Not All Prefills Are Equal: PPD Disaggregation for Multi-turn LLM Serving

Prefill-Decode (PD) disaggregation has become the standard architecture for modern LLM inference engines, which alleviates the interference of two distinctive workloads. With the growing demand for multi-turn interactions in chatbots and agentic systems, we re-examined PD in this case and found two fundamental inefficiencies: (1) every turn requires prefilling the new prompt and response from the last turn, and (2) repeated KV transfers between prefill and decode nodes saturate the bandwidth, leading to high latency and even service degradation. Our key insight is that not all prefill operations are equally disruptive: append-prefill, which processes only the new input tokens while reusing cached KV states, incurs an order-of-magnitude smaller decoding slowdown than full prefill. This motivates routing append-prefill to decode nodes locally. However, through comprehensive analysis, we show that no single fixed routing strategy satisfies all Service Level Objectives (SLOs) simultaneously. Based on this insight, we propose Prefill Prefill-capable Decode (PPD) disaggregation, a dynamic routing system that decides when to process Turn 2+ requests locally on decode nodes using cached KV states. PPD adapts to varying SLOs via configurable weights and seamlessly integrates with traditional PD deployments. With extensive evaluations, we show that PPD reduces Turn 2+ time-to-first-token (TTFT) by $\sim$68\% while maintaining competitive time-per-output-token (TPOT), effectively alleviating KV transfer congestion under high load. PPD provides a flexible and efficient paradigm for multi-turn LLM serving.
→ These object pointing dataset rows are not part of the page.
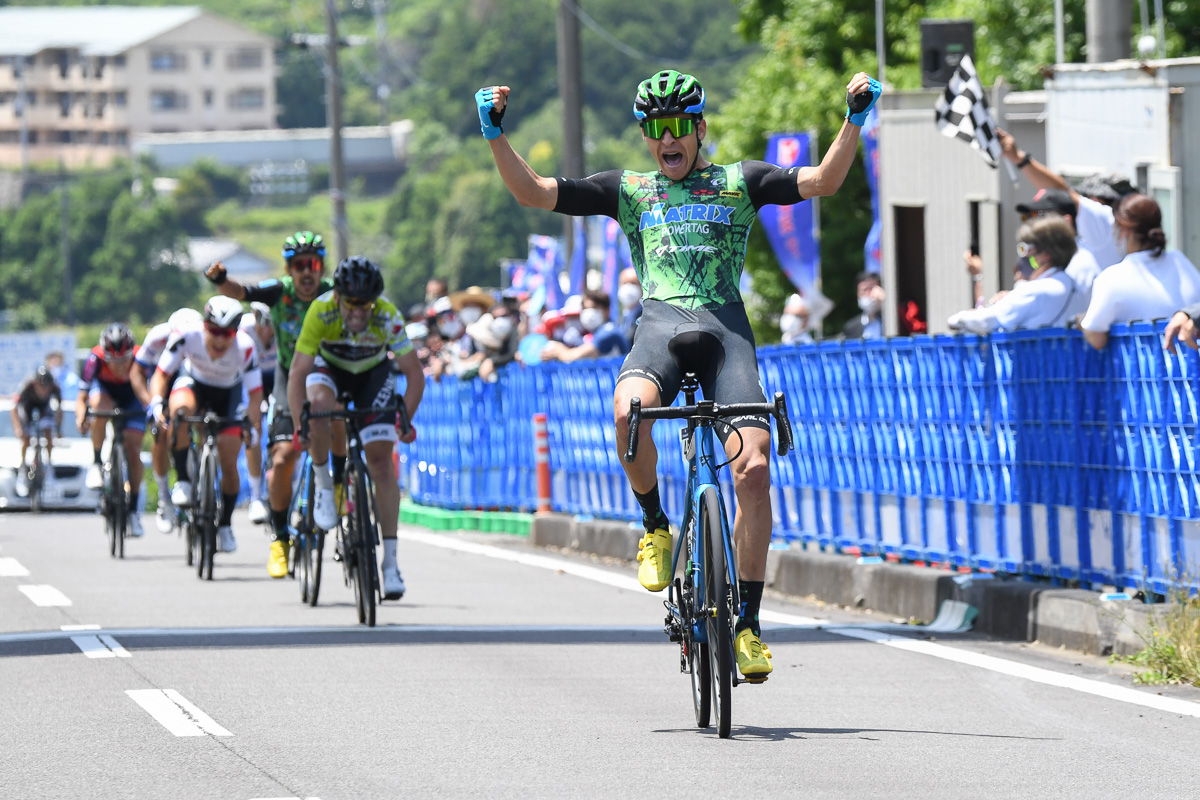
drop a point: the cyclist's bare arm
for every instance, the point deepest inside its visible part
(228, 287)
(827, 178)
(527, 186)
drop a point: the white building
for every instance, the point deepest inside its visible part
(91, 78)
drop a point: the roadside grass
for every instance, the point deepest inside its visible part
(1173, 643)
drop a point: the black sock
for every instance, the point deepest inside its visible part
(280, 525)
(227, 503)
(652, 510)
(751, 597)
(180, 458)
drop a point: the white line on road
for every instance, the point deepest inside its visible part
(11, 567)
(991, 663)
(43, 594)
(175, 713)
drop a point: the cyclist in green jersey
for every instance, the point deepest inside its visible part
(687, 223)
(288, 298)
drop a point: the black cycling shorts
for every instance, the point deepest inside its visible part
(736, 383)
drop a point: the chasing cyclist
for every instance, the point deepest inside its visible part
(37, 394)
(210, 361)
(343, 348)
(105, 385)
(148, 359)
(687, 224)
(288, 298)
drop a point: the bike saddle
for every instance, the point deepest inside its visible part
(699, 352)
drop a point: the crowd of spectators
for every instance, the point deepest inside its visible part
(480, 332)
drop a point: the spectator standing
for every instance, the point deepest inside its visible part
(793, 323)
(629, 300)
(1149, 283)
(1048, 295)
(1084, 268)
(869, 323)
(603, 337)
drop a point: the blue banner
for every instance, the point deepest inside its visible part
(870, 137)
(791, 229)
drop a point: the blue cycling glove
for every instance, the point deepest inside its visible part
(489, 118)
(857, 106)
翻译：预填充-解码（PD）分解已成为现代LLM推理引擎的标准架构，可有效缓解两类不同工作负载间的相互干扰。随着聊天机器人与智能体系统对多轮交互需求的日益增长，我们重新审视了该场景下的PD机制，发现其存在两个根本性低效问题：（1）每轮交互都需对当前新提示词及上一轮响应进行预填充；（2）预填充节点与解码节点间反复的KV缓存传输会饱和带宽，导致高延迟甚至服务降级。我们的核心洞察在于：并非所有预填充操作都具有同等干扰性——仅处理新输入令牌同时复用缓存KV状态的追加式预填充（append-prefill），其造成的解码减速幅度比完整预填充小一个数量级。这一发现启示我们可将追加式预填充路由至解码节点本地处理。然而通过全面分析，我们证明没有任何单一固定路由策略能同时满足所有服务水平目标（SLO）。基于此洞察，我们提出预填充-可预化解码（PPD）分解——一种动态路由系统，可自主决策何时利用缓存KV状态在解码节点本地处理第二轮及后续请求。PPD通过可配置权重适配不同SLO，并能无缝集成传统PD部署。大量评估表明，PPD将第二轮及后续请求的首令牌生成时间（TTFT）降低约68%，同时保持具有竞争力的每输出令牌时间（TPOT），有效缓解高负载下的KV传输拥塞。PPD为多轮LLM服务提供了灵活高效的范式。